Heliyon. 2024 Jul 15;10(14):e34685. doi: 10.1016/j.heliyon.2024.e34685. eCollection 2024 Jul 30.
Today, the number of published scientific articles is increasing day by day, and this has made the process of searching for articles more difficult. The need to provide specific recommender systems (RSs) for suggesting scientific articles is strongly felt in this situation. Because searching for articles based only on matching the titles or content of other articles is not an efficient process. In this research, the combination of two content analysis and citation network is used to design an RS for scientific articles (RECSA). In RECSA, natural language processing and deep learning techniques are used to process the titles and extract the content attributes of the articles. For this purpose, first, the titles of the articles are pre-processed, and by using the Term Frequency Inverse Document Frequency (TF-IDF) criterion, the importance of each word in the title is estimated. Then the dimensions of the obtained attributes are reduced by using a convolutional neural network (CNN). Then, by using the cosine similarity criterion, the content similarity matrix of the articles is calculated based on the attribute vectors. Also, the link prediction approach is used to analyze the connections of scientific articles' citation network. Finally, in the third step of RECSA, the two similarity matrices calculated in the previous steps are combined using an influence coefficient parameter to obtain the final similarity matrix, and the recommendation operation is based on the highest similarity value. The efficiency of RECSA has been evaluated from different aspects and the results have been compared with previous works. According to the results, utilizing the combination of TF-IDF and CNN for analyzing content-based features, leads to at least 0.32 % improvement in terms of precision compared to previous works. Also, by integrating citation and content-based data, the precision of first suggestion in RECSA would be 99.01 % which indicates the minimum improvement of 0.9 % compared to compared methods. The results show that by using RECSA, the recommendation can be done with higher accuracy and efficiency.
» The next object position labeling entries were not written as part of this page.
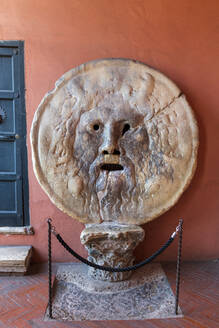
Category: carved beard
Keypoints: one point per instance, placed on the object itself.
(108, 193)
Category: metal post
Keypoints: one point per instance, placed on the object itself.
(178, 268)
(49, 268)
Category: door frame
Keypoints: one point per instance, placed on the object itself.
(18, 46)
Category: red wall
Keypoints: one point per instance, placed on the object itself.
(179, 38)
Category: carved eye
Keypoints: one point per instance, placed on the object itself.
(96, 127)
(125, 128)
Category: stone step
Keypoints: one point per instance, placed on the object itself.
(15, 259)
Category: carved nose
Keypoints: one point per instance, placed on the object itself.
(110, 145)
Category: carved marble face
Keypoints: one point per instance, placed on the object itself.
(115, 141)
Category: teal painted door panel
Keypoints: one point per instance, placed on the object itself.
(13, 160)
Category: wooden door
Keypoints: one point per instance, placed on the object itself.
(13, 159)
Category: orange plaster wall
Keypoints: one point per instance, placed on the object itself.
(179, 38)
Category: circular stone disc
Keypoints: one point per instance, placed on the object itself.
(114, 141)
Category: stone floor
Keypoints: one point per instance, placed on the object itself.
(23, 301)
(145, 295)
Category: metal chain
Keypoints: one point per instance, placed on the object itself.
(50, 267)
(178, 267)
(112, 269)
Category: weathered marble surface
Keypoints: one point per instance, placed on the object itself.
(145, 295)
(14, 259)
(111, 244)
(114, 141)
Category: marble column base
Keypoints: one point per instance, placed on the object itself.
(146, 295)
(111, 244)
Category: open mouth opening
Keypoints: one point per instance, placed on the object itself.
(111, 167)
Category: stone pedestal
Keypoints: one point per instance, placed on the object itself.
(111, 244)
(146, 295)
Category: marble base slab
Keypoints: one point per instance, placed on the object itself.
(146, 295)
如今,已发表的科学文章数量与日俱增,这使得文章检索过程变得更加困难。在这种情况下,人们强烈感受到需要提供特定的推荐系统(RS)来推荐科学文章。因为仅基于文章标题或内容匹配来搜索文章并非高效的过程。在本研究中,将两种内容分析与引文网络相结合,用于设计科学文章推荐系统(RECSA)。在RECSA中,使用自然语言处理和深度学习技术来处理文章标题并提取文章的内容属性。为此,首先对文章标题进行预处理,并使用词频逆文档频率(TF-IDF)准则来估计标题中每个单词的重要性。然后使用卷积神经网络(CNN)来降低所得属性的维度。接着,使用余弦相似度准则,基于属性向量计算文章的内容相似度矩阵。此外,采用链接预测方法来分析科学文章引文网络的连接。最后,在RECSA的第三步中,使用影响系数参数将前两步计算得到的两个相似度矩阵进行组合,以获得最终的相似度矩阵,并基于最高相似度值进行推荐操作。从不同方面对RECSA的效率进行了评估,并将结果与先前的工作进行了比较。结果表明,与先前的工作相比,利用TF-IDF和CNN的组合来分析基于内容的特征,在精度方面至少提高了0.32%。此外,通过整合基于引文和内容的数据,RECSA中首次推荐的精度将达到99.01%,这表明与比较方法相比至少提高了0.9%。结果表明,使用RECSA可以实现更高准确率和效率的推荐。